Results & Discussion

1.The Julian date on which growing degree-days above 5°C  reaches 100 exhibits the most significant correlations with other factors in the correlation matrix heat map and PCA analyses

Figure 8:  Principal component analysis of managed stands between site index and climate variables, it shows the relationship between different climate variables and site index. The colors red, yellow, green and blue represent the class I, class II, class III and class IV. Class IV is the site index between 5 to 10, Class III is the site index between 10 to 15, Class II is the site index between 15 to 20, Class I is the site index between 20 to 25.


Figure 9:  Principal component analysis of natural stands between site index and climate variables, it shows the relationship between different climate variables and site index. The colors red, yellow, green and blue represent the class I, class II, class III and class IV. Class IV is the site index between 5 to 10, Class III is the site index between 10 to 15, Class II is the site index between 15 to 20, Class I is the site index between 20 to 25.


Figure 10:  Comparison of correlation heat map between managed stands (first graph) and natural stands ( second graph).

Table 6: Acronym of climate variables.

The PCA scatter plot (Figure 8 and 9) shows  site index (plot_si) and climatic variables plotted against two principal components (Comp.1 and Comp.2). The length and direction of the vectors indicate the strength and direction of the relationship between these factors and the principal components. 

For the managed stand site index (Figure 8), the PCA indicates that variables DD5 and DD5_100 (the Julian date on which growing degree-days above 5°C  reaches 100) exhibits strong factors for site index, especially for Class III and Class IV. These 2  vectors show the longest length and has the same direction with site index. This observation suggests that DD5_100 is a pivotal factor, potentially acting as a proxy for the length of the growing season or as an indicator of climatic influences on temperature regimes, thus substantially influencing the site index within managed stands. Meanwhile, PAS, MWMT and AHM also shows good correlation with site index. It indicates that most of the climate variables that can affect the site index and drive the variability are related to the heat in managed stands. 

The PCA for the natural stand site index (Figure 9) corroborates the significance of DD5_100, with a similarly extended strong vector projecting toward the left quadrant of the plot, albeit exhibiting a marginally broader scatter. This denotesDD5_100 is a critical determinant of site index variability in natural stands. The dispersion of the data points, however, indicates that the natural stands' site index may be subject to a more complex set of environmental interactions than those of managed stands, reflecting the inherent variability in unmanaged ecological systems.
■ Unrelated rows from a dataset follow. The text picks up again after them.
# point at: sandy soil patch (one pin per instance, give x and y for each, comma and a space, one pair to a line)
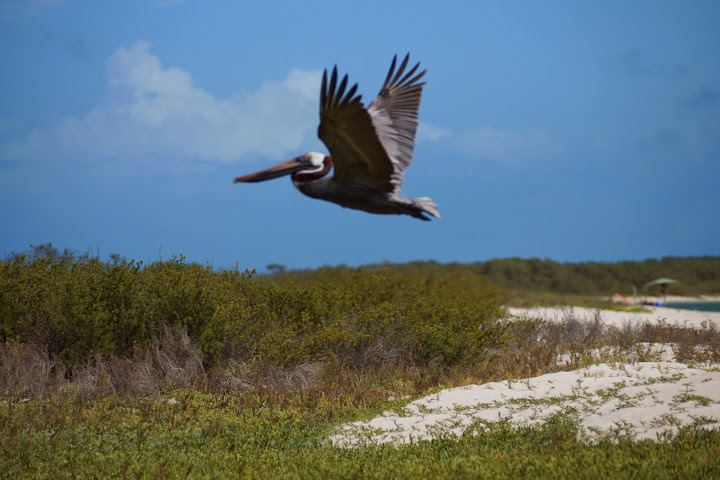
641, 400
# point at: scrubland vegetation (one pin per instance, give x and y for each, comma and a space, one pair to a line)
113, 368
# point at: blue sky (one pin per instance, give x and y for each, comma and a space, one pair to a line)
567, 130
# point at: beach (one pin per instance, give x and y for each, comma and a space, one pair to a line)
629, 399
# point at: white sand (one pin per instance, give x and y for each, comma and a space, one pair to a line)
672, 316
643, 400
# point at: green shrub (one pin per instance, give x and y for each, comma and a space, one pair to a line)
76, 306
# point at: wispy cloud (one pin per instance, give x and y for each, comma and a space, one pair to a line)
18, 10
158, 112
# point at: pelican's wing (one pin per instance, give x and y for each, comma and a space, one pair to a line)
373, 146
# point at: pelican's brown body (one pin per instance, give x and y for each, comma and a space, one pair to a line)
369, 148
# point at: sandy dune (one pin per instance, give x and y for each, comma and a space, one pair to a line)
637, 399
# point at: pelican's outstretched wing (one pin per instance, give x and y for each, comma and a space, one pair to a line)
372, 146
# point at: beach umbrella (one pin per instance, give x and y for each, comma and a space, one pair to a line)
663, 285
661, 281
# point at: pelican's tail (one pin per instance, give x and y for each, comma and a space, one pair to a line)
424, 204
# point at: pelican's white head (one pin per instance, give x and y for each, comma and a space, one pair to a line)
305, 168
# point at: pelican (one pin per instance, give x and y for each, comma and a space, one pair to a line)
370, 148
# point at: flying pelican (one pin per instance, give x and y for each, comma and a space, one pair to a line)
370, 148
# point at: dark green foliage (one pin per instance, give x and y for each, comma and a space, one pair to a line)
697, 275
205, 436
78, 306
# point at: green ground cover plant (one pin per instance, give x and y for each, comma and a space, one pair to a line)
113, 368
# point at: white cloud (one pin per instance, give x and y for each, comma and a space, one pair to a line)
154, 111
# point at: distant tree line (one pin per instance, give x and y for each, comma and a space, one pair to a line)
696, 275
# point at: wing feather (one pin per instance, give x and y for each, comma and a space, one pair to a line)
372, 146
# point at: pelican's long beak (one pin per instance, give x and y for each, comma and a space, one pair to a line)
285, 168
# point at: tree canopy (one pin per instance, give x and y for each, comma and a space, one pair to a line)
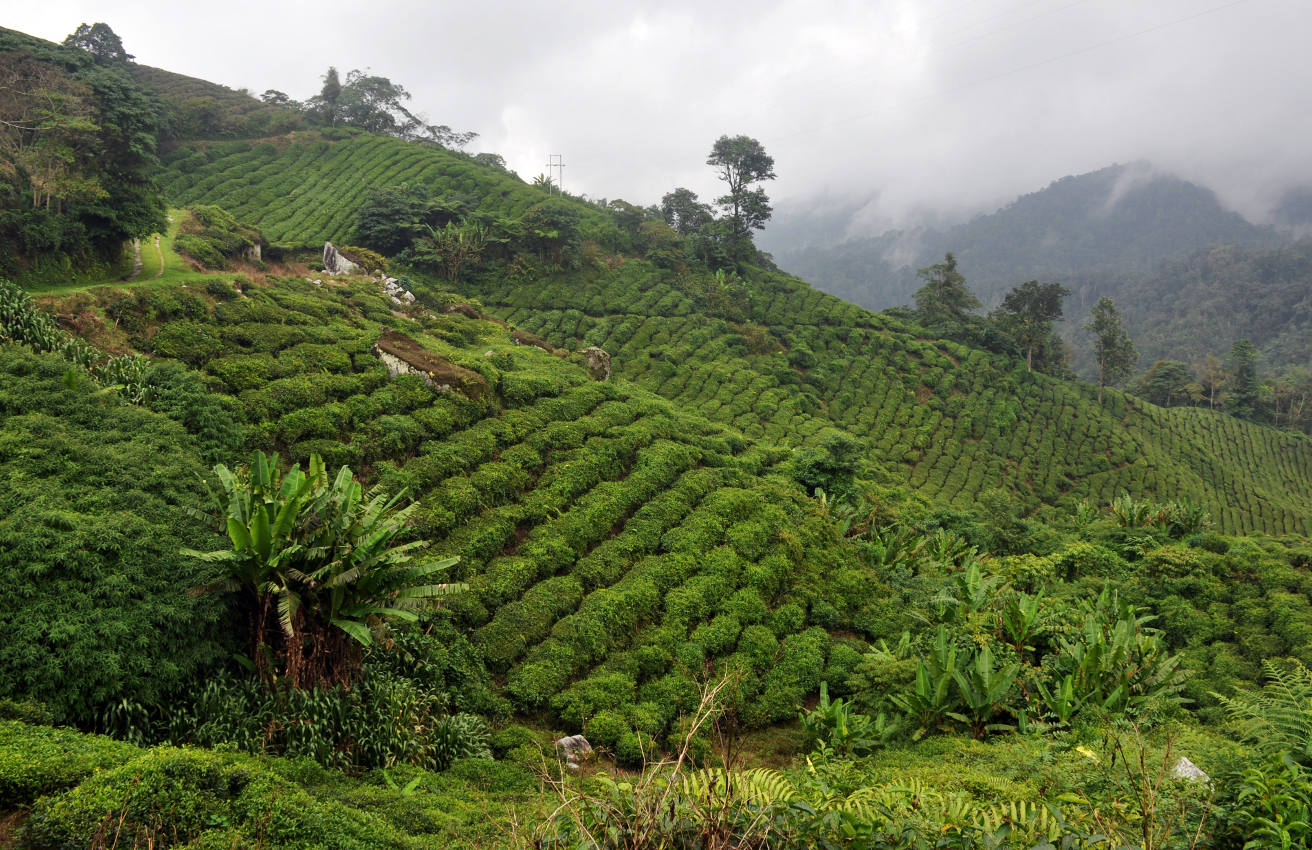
741, 161
1027, 314
1111, 344
101, 42
943, 299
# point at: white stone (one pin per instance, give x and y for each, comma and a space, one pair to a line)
337, 264
1189, 771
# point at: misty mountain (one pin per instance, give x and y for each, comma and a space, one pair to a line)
1110, 224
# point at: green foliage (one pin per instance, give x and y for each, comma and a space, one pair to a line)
1111, 345
385, 720
943, 301
371, 190
835, 727
1279, 716
314, 559
89, 530
37, 761
215, 239
78, 175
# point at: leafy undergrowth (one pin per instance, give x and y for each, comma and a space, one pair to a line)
72, 790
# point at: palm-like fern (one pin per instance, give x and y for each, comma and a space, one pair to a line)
1279, 716
319, 554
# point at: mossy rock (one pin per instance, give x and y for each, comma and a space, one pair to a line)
437, 371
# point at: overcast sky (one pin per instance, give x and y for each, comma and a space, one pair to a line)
928, 105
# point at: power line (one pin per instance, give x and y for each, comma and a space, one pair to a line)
558, 161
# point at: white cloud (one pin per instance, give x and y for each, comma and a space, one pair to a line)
940, 105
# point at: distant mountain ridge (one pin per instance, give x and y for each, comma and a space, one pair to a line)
1114, 222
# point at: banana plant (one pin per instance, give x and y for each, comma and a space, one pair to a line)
837, 727
1059, 702
983, 690
932, 698
971, 592
1117, 660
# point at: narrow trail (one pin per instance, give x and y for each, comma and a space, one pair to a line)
137, 260
160, 252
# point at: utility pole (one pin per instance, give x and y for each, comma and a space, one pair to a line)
558, 161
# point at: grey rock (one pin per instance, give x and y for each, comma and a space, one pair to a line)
337, 264
597, 362
1189, 771
574, 748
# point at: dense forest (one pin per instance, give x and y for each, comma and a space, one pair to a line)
344, 547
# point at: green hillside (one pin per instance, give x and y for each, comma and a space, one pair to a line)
200, 109
340, 559
598, 525
307, 186
779, 361
950, 421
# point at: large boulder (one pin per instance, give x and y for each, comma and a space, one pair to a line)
337, 264
597, 362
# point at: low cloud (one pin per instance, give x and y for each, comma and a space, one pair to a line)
911, 108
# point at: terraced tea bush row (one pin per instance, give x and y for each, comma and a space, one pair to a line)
950, 421
594, 521
305, 189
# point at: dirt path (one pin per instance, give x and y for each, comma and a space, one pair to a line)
160, 252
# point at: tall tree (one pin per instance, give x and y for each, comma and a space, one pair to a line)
1245, 391
741, 161
945, 299
101, 42
1165, 383
684, 211
326, 101
1211, 381
1111, 345
1027, 314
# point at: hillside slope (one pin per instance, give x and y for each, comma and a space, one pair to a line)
781, 362
1118, 221
953, 421
602, 530
306, 186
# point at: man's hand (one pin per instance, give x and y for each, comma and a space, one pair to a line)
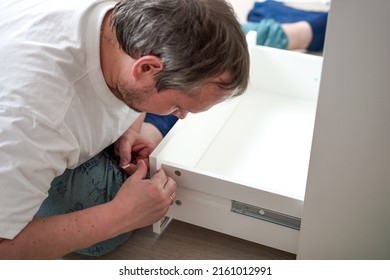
141, 202
131, 147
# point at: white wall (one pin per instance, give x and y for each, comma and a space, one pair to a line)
347, 204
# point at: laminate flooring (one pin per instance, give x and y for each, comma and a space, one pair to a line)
183, 241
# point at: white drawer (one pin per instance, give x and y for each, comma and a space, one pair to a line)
241, 167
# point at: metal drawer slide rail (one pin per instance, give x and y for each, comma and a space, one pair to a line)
266, 215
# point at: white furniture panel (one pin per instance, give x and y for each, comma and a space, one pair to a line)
241, 167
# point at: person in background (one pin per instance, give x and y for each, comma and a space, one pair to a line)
76, 80
280, 26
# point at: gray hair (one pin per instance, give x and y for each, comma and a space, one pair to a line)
195, 40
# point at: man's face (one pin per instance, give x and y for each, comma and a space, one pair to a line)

And in this figure, the NFFD, FFP and MWMT (same to managed stand) is also the important climate factor to site index. The frost-free days play an important role in natural stands than in managed stands.

The heat map (Figure 10) provides a visual representation of the correlation coefficients between different variables. Red squares indicate a positive correlation, while blue squares indicate a negative correlation. The intensity of the color corresponds to the strength of the correlation.

In the heat map, we can see that the results are similar to PCA results. In the managed stands, variables such as MWMT (r = 0.3), AHM (r = 0.28), DD.5 (r = 0.32), DD5_100 (r = -0.34) and PAS show stronger correlations when compared to other climate variables. Although these are not strong correlation, like there are no numbers bigger than 0.5, it still indicate the DD5_100 could be a consideration that affects site index in managed stand. Meanwhile in the natural stands, there are also some good correlations between DD.5 (r = 0.42), DD5_100 (r = -0.44), MWMT (r = 0.39), NFFD (r = 0.31), FFP (r = 0.31) and site index, which are more stronger than managed stand. This reinforces the interpretation from the PCA plot that measures of DD5_100 and frost-free days are strong predictors of the site index in natural stand.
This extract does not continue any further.